Melatonin is a circadian rhythm synchroniser (Pfeffer et al., 2018) and disruptions in melatonin levels are linked to sleep disorders and chronic sleep deprivation (Zisapel, 2018). Sleep deprivation is a pervasive problem throughout society. A wide variety of reasons contribute to this problem such as: stress, prevalence of shift work, and prolonged working hours due to the advent of artificial light. In the short-term, sleep deprivation is associated with negative effects on memory, psychomotor skills, attention, and hyperalgesia (Zeitlhofer et al., 2000; Hoevenaar-Blom et al., 2011; Krause et al., 2019). Sleep deprivation is associated with a number of negative health repercussions, including suppression of the immune system (Dinges et al., 1995), acceleration of atherosclerosis (McAlpine et al., 2019), increased risk of developing obesity (Cappuccio et al., 2008), and development of certain cancers (Blask, 2009) (e.g., breast, Hansen, 2001; Mirick et al., 2001; Schernhammer et al., 2001, 2006), prostate (Kubo et al., 2006), endometrial (Viswanathan et al., 2007), and colorectal cancer (Schernhammer et al., 2003). In addition, one night of acute sleep deprivation is sufficient to increase DNA damage in otherwise healthy young adults (Cheung et al., 2018). DNA damage, particularly double strand breaks, are especially hazardous to the genome. Disrepair upon replication leads to cell death, whilst misrepair can result in inappropriate end-joining events, which commonly underlies tumour development. As melatonin is a potent free-radical scavenger and powerful combatant against oxidative stress-induced damage, maintenance of optimal melatonin levels may be protective against DNA damage. This may be achieved through one or several of melatonin’s known protective pathways such as: inhibiting pro-oxidative enzymes, activating antioxidant enzymes, and/or promoting DNA repair mechanisms.
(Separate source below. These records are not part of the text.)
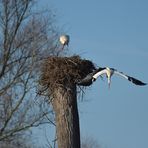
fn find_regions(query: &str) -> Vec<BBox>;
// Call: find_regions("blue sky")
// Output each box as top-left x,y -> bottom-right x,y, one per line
36,0 -> 148,148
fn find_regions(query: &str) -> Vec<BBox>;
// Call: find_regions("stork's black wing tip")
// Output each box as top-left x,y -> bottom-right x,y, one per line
128,77 -> 147,86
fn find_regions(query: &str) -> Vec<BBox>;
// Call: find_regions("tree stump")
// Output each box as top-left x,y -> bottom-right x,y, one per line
40,56 -> 95,148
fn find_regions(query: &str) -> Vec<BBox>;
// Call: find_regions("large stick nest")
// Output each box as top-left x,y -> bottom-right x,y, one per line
39,56 -> 96,92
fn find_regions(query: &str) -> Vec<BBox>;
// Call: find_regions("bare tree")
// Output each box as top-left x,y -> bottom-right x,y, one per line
81,137 -> 101,148
0,0 -> 58,146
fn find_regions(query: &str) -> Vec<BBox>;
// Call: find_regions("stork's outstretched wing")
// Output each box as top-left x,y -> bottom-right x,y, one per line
114,69 -> 147,85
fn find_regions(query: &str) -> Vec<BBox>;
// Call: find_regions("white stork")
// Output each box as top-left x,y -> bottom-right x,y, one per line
59,34 -> 70,50
77,67 -> 146,87
92,67 -> 146,87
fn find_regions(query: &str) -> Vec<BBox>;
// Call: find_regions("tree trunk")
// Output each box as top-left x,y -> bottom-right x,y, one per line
52,84 -> 80,148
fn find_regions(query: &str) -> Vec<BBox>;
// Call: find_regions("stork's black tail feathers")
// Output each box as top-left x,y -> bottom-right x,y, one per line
128,76 -> 147,85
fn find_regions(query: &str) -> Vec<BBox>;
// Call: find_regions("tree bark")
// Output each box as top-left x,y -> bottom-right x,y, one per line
52,84 -> 80,148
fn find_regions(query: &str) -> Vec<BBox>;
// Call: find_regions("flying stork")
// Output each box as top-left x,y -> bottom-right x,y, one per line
59,34 -> 70,50
77,67 -> 146,87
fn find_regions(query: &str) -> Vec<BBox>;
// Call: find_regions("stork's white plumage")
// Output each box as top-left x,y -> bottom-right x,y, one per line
77,67 -> 146,87
60,35 -> 70,46
92,67 -> 146,87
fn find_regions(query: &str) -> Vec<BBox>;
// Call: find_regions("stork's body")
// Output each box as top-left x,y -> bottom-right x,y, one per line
59,35 -> 70,49
78,67 -> 146,87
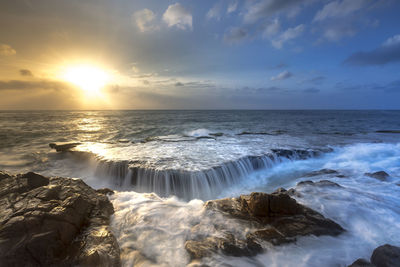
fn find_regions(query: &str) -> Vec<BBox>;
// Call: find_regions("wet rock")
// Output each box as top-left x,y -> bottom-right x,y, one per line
348,259 -> 375,267
304,169 -> 339,177
371,244 -> 400,267
96,188 -> 114,195
0,173 -> 120,266
185,192 -> 344,259
365,171 -> 390,181
49,143 -> 81,152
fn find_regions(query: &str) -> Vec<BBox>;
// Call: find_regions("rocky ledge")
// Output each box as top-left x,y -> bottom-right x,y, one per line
349,244 -> 400,267
0,172 -> 120,266
185,189 -> 345,260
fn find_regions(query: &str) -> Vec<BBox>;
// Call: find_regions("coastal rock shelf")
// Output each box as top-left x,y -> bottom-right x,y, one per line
185,189 -> 345,259
0,172 -> 120,266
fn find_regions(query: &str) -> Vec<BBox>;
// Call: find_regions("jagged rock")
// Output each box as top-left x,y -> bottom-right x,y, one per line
365,171 -> 390,181
96,188 -> 114,195
49,143 -> 81,152
0,172 -> 120,266
185,192 -> 344,259
348,259 -> 376,267
348,244 -> 400,267
304,169 -> 339,177
371,244 -> 400,267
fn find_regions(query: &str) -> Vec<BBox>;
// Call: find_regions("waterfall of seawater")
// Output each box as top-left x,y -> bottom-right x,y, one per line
91,149 -> 320,200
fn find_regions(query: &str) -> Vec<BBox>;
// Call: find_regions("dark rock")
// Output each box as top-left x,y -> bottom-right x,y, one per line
0,172 -> 120,266
96,188 -> 114,195
49,143 -> 81,152
371,244 -> 400,267
304,169 -> 338,177
189,192 -> 344,259
348,259 -> 376,267
365,171 -> 390,181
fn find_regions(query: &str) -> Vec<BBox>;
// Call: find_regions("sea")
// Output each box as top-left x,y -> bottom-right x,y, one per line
0,110 -> 400,266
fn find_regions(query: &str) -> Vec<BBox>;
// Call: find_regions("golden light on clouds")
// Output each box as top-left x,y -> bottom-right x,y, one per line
61,65 -> 112,95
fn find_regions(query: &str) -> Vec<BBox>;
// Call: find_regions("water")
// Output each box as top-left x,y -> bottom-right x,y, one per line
0,111 -> 400,266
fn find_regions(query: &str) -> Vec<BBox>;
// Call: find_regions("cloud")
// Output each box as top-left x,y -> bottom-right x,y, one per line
0,80 -> 72,91
163,3 -> 193,30
307,76 -> 326,83
0,44 -> 17,56
323,22 -> 356,41
19,69 -> 33,77
226,1 -> 238,14
244,0 -> 308,23
263,19 -> 281,38
271,70 -> 293,81
344,35 -> 400,66
382,34 -> 400,46
224,27 -> 248,43
314,0 -> 370,21
206,2 -> 222,20
271,24 -> 305,49
132,8 -> 158,32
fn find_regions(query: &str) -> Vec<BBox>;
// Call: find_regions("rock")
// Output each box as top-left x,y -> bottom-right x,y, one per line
96,188 -> 114,195
348,259 -> 375,267
0,172 -> 120,266
189,192 -> 344,259
304,169 -> 339,177
49,143 -> 81,152
371,244 -> 400,267
365,171 -> 390,181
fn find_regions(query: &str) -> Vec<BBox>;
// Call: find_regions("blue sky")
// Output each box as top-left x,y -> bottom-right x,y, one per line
0,0 -> 400,109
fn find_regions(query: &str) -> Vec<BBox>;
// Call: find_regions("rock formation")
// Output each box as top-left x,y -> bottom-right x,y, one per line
185,189 -> 344,259
0,172 -> 120,266
349,244 -> 400,267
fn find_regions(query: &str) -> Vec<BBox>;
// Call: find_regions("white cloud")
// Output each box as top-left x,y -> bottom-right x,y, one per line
323,24 -> 356,41
224,27 -> 248,44
263,19 -> 281,38
206,2 -> 221,20
271,70 -> 293,81
163,3 -> 193,30
271,24 -> 305,49
0,44 -> 17,56
226,1 -> 238,14
132,8 -> 157,32
244,0 -> 306,23
314,0 -> 370,21
383,34 -> 400,46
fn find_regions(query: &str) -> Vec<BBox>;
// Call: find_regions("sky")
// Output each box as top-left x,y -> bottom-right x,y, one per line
0,0 -> 400,110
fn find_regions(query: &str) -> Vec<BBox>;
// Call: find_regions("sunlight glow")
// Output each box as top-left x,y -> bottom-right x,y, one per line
62,65 -> 111,94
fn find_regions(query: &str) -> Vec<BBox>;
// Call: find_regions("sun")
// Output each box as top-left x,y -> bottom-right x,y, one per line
62,65 -> 111,94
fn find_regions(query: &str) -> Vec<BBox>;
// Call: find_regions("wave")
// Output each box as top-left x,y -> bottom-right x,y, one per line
95,149 -> 322,200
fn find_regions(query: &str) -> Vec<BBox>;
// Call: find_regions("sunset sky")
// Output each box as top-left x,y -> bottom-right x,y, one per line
0,0 -> 400,110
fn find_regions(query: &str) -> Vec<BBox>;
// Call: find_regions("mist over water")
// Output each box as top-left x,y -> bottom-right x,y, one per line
0,111 -> 400,266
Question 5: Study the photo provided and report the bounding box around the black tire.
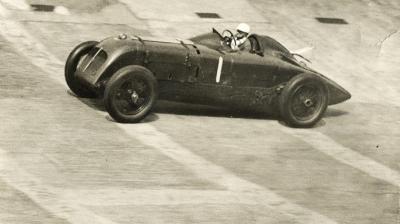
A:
[279,74,328,128]
[104,65,158,123]
[64,41,98,98]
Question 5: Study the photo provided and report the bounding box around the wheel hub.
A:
[128,90,139,104]
[303,98,314,107]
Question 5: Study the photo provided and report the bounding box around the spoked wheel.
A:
[280,74,328,127]
[104,66,158,123]
[64,41,98,98]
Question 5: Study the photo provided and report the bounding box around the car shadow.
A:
[70,90,348,128]
[324,107,349,117]
[153,100,278,120]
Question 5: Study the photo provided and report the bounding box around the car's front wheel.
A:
[104,65,158,123]
[279,74,328,128]
[64,41,98,98]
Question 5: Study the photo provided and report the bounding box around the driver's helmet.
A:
[236,23,250,36]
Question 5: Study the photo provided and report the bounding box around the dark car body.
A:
[76,32,350,113]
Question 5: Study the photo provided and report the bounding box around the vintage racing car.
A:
[65,29,351,127]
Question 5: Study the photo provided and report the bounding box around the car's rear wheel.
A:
[64,41,98,98]
[279,74,328,128]
[104,65,158,123]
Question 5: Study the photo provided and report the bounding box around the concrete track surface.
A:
[0,0,400,224]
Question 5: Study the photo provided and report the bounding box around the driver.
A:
[231,23,250,50]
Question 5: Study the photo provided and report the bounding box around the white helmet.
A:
[236,23,250,34]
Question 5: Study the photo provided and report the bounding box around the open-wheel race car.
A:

Melatonin’s antioxidant, anti-inflammatory, and free-radical scavenging properties may also be harnessed to promote tissue regeneration. When delivered via biomaterials that control its release, melatonin accelerates wound repair (Murali et al., 2016), promotes metabolic activity and proliferative capacity of mesenchymal stem cells (Çetin Altındal et al., 2019; Hu and Li, 2019), and enhances peripheral nerve regeneration (Qian et al., 2018). These actions are exerted through melatonin’s regulation of the microenvironment and its antioxidant and anti-inflammatory properties. Melatonin and NAS also act as neuroprotective agents via several mechanisms (Luo et al., 2019) including: combating oxidative stress (Wang et al., 2009; Chern et al., 2012; Li et al., 2014; Wong et al., 2014), inhibiting cell death processes (Savaskan et al., 2007; Wang et al., 2009; Zhang et al., 2013; Zhou et al., 2014; Hoshino et al., 2017), and promotion of anti-inflammatory pathways (Wang et al., 2009, 2013; Carloni et al., 2016; Lin et al., 2016). Such findings indicate melatonin as a promising focus in regenerative and therapeutic medicine with potential benefits for sufferers of stroke, traumatic brain injury, and neurodegenerative diseases.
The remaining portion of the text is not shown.